Les décors sombres et immobiles de Gabriella Giandelli traduisent magnifiquement cette lente fuite du réel, comme si l’on voyait le monde à travers les yeux de Paul : peuplé d’ombres et d’animaux immondes et amicaux, dont les humains ne sont au fond qu’une sous-espèce à peine plus méprisable.
Sur ces turpitudes flottent des visages impassibles et blancs, ceux de Paul, qu’on croirait échappé d’un Roi et l’oiseau dépressif, et de Janet, la droguée d’à côté qui va l’entraîner dans son jeu. Les amis de Janet, bande de malfrats aux épaules épaisses et aux mâchoires serrées, campent une faune de mauvais garçons à la Cocteau, partagés entre la violence et l’ennui, parfaitement intégrés à la moleskine rouge des snacks où les campe Giandelli.

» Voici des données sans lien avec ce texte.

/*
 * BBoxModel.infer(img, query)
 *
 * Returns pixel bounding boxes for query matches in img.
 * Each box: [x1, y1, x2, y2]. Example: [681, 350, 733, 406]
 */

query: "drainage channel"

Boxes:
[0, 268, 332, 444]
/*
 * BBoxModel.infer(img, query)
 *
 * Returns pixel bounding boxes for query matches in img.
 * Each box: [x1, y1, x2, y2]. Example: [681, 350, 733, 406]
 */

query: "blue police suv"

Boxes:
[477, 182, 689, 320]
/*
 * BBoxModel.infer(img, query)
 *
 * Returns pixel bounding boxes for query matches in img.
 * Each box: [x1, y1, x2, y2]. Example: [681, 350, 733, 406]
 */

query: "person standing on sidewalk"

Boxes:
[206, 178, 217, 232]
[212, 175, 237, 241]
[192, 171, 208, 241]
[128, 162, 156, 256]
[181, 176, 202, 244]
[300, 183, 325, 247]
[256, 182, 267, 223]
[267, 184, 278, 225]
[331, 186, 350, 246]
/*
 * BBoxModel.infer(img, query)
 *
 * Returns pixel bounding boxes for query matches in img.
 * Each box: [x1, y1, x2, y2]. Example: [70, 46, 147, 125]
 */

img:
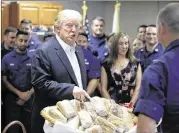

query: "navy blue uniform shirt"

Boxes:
[1, 49, 32, 92]
[134, 43, 163, 72]
[82, 48, 101, 82]
[134, 39, 179, 133]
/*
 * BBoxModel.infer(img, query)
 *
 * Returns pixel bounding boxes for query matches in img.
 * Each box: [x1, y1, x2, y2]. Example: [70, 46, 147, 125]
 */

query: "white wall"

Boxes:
[4, 0, 176, 38]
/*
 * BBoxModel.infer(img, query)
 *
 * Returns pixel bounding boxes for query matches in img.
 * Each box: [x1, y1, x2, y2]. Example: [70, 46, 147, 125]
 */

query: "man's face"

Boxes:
[146, 27, 158, 46]
[91, 20, 104, 37]
[137, 27, 146, 41]
[20, 24, 32, 33]
[77, 35, 88, 48]
[57, 19, 80, 45]
[4, 32, 16, 49]
[16, 35, 29, 52]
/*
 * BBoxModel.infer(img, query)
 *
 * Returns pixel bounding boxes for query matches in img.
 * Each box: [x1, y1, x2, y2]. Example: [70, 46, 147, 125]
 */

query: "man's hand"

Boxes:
[73, 86, 87, 101]
[18, 91, 31, 101]
[16, 99, 25, 106]
[137, 114, 156, 133]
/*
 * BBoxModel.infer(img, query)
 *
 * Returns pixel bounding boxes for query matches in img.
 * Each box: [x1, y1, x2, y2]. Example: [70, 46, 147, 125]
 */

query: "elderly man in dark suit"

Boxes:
[31, 10, 87, 133]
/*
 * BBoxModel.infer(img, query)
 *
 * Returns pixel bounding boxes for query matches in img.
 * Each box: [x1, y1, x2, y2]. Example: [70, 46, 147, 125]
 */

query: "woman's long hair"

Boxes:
[107, 32, 136, 65]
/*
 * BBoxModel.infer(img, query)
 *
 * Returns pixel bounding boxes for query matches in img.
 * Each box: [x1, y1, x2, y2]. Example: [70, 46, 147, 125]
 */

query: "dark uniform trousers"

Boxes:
[5, 93, 34, 133]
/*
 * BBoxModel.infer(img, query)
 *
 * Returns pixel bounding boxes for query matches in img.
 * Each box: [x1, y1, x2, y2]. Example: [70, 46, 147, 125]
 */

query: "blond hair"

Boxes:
[54, 9, 82, 27]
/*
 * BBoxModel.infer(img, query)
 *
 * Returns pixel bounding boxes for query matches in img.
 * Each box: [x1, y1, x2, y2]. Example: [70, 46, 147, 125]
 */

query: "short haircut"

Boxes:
[157, 3, 179, 35]
[54, 9, 82, 27]
[147, 24, 156, 28]
[106, 32, 115, 41]
[20, 19, 32, 28]
[92, 16, 105, 24]
[4, 27, 17, 35]
[137, 24, 147, 32]
[43, 33, 54, 41]
[16, 30, 29, 38]
[78, 32, 88, 40]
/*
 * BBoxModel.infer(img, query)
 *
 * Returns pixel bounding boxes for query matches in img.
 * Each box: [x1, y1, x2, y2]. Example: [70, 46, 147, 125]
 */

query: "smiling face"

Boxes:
[4, 32, 16, 49]
[16, 34, 29, 52]
[91, 20, 104, 37]
[77, 35, 88, 49]
[137, 27, 146, 41]
[146, 27, 158, 46]
[118, 36, 129, 56]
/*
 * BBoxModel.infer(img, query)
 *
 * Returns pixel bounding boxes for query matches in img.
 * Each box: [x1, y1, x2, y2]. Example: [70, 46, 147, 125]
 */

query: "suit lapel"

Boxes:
[76, 46, 86, 89]
[54, 37, 78, 86]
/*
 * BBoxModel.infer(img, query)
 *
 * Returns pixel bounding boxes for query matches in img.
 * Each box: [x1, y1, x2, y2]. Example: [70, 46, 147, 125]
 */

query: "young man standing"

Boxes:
[1, 31, 34, 133]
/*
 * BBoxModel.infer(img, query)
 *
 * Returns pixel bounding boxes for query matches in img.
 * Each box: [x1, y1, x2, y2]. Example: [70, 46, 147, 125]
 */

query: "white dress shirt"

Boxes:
[56, 35, 83, 89]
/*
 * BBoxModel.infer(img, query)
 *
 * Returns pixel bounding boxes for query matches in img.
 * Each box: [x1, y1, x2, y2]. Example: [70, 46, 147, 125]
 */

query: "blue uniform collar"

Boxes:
[11, 49, 30, 57]
[164, 39, 179, 53]
[140, 43, 162, 53]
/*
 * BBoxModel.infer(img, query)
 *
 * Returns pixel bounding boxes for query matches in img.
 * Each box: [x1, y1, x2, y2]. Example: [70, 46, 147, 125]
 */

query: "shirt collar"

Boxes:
[144, 43, 162, 53]
[56, 35, 76, 52]
[11, 49, 30, 57]
[164, 39, 179, 53]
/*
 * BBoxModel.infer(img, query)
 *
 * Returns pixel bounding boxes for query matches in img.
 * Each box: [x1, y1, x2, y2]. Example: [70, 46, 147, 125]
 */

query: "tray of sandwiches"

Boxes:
[41, 97, 137, 133]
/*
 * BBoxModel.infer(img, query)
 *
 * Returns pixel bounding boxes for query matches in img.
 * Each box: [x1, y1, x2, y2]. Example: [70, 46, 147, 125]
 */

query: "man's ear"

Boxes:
[54, 26, 60, 33]
[159, 24, 168, 35]
[3, 35, 7, 41]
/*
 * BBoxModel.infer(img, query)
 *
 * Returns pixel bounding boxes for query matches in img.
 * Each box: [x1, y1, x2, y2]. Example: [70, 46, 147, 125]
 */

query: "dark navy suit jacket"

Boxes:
[31, 37, 87, 133]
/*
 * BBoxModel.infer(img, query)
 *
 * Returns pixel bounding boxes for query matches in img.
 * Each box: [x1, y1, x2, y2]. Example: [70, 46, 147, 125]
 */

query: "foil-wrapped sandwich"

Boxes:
[57, 100, 76, 119]
[78, 110, 93, 128]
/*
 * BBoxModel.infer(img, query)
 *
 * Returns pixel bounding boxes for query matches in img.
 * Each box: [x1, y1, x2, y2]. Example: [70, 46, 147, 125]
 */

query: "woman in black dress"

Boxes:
[101, 32, 142, 105]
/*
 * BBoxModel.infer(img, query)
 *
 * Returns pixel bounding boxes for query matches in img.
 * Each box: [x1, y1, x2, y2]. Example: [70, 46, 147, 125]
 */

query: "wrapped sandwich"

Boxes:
[91, 97, 108, 116]
[84, 102, 97, 120]
[85, 125, 103, 133]
[48, 106, 67, 123]
[70, 99, 81, 114]
[78, 110, 93, 128]
[67, 116, 80, 129]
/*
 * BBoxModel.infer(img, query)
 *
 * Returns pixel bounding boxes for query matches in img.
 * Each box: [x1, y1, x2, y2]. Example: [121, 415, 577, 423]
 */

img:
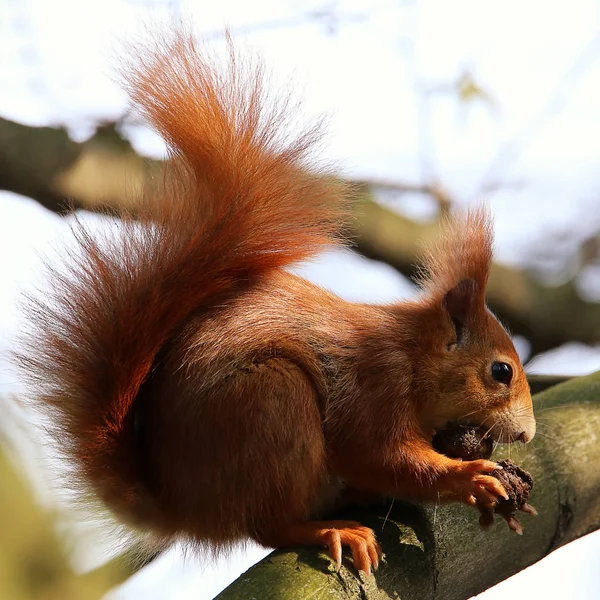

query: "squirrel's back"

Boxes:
[18, 31, 346, 524]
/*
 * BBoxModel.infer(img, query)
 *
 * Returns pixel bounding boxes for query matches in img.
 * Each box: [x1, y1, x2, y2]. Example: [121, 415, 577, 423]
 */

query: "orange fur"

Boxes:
[20, 32, 534, 569]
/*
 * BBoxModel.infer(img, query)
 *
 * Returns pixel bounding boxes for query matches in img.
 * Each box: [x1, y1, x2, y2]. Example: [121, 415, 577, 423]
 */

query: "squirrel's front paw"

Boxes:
[453, 460, 508, 508]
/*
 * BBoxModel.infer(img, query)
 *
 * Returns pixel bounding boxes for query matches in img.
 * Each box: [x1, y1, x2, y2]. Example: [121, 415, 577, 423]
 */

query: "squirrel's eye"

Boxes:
[492, 363, 512, 385]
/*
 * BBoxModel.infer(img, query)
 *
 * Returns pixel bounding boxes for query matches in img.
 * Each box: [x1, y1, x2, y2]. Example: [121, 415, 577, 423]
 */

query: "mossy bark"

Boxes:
[218, 373, 600, 600]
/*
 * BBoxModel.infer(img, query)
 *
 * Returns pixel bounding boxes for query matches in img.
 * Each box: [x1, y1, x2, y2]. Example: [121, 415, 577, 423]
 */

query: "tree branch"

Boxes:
[0, 118, 600, 354]
[217, 373, 600, 600]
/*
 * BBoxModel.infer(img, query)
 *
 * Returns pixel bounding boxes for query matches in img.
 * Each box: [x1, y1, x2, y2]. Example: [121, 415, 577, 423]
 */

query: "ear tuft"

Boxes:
[442, 277, 479, 325]
[417, 206, 494, 304]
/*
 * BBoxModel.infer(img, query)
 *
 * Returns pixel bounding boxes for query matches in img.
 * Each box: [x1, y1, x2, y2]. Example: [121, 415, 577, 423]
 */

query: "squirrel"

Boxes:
[19, 31, 535, 572]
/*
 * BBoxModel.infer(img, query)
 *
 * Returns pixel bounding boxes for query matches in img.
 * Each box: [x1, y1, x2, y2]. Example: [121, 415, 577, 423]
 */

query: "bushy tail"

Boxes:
[20, 32, 345, 522]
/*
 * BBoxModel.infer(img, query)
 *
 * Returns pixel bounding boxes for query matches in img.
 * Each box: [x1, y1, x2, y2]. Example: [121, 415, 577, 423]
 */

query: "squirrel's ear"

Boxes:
[442, 278, 479, 324]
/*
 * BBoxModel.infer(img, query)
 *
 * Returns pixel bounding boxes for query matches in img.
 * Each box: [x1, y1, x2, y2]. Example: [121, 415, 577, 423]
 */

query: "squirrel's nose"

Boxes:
[518, 431, 531, 444]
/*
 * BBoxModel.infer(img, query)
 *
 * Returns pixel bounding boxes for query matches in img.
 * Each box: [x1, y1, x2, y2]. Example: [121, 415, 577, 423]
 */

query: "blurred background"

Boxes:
[0, 0, 600, 600]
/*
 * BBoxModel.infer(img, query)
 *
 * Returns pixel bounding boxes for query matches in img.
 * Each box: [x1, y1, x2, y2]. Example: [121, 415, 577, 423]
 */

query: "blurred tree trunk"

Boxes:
[217, 373, 600, 600]
[0, 118, 600, 355]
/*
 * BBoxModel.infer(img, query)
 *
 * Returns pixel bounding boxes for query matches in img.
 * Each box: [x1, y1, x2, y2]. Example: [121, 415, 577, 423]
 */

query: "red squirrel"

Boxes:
[20, 32, 535, 572]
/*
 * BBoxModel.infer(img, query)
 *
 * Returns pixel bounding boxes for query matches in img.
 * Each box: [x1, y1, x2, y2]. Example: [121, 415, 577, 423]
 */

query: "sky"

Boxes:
[0, 0, 600, 600]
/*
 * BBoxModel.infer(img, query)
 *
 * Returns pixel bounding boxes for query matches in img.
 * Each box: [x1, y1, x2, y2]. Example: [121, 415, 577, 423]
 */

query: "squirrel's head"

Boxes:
[412, 209, 536, 442]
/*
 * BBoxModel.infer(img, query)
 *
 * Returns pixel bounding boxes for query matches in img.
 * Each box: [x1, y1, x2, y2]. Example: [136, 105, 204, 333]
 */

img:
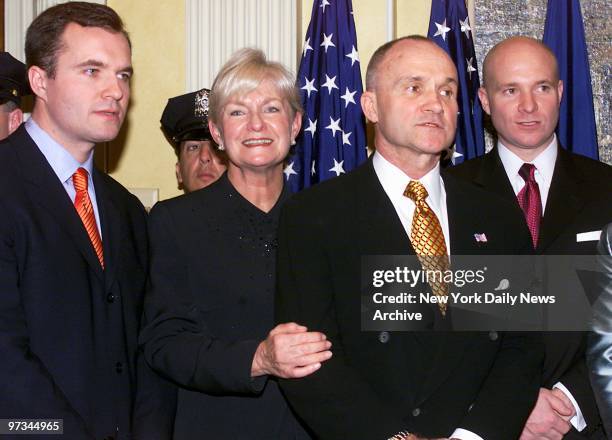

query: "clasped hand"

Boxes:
[251, 322, 332, 379]
[520, 388, 576, 440]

Unité de ton, donc, prenante, et forte. Pourtant il flotte sur tout cela un parfum entêtant d’inutilité. L’auteur a si bien réussi à peindre l’absence et l’apathie de son personnage qu’elle en devient contagieuse. Devant le glacé des dessins, et la froideur du récit, on se surprend parfois à tourner la page avec effort. Rien ne donne vraiment envie de lire, et l’on doit faire un effort pour accrocher à ce récit qui s’ingénie à s’éclipser.
Un silence trop bien réussi ? Une trop grande absence de vie ? Peut-être Gabriella Giandelli souffre-t-elle d’une trop longue expérience d’illustratrice, et son récit ne parvient pas toujours à nouer les fils de la narration, enfermant l’oeil dans une case, soudain lassé, comme s’il était lui-même dépris du livre.
Il y a, peut-être, une complaisance de la froideur comme il y a ailleurs des complaisances de l’énergie …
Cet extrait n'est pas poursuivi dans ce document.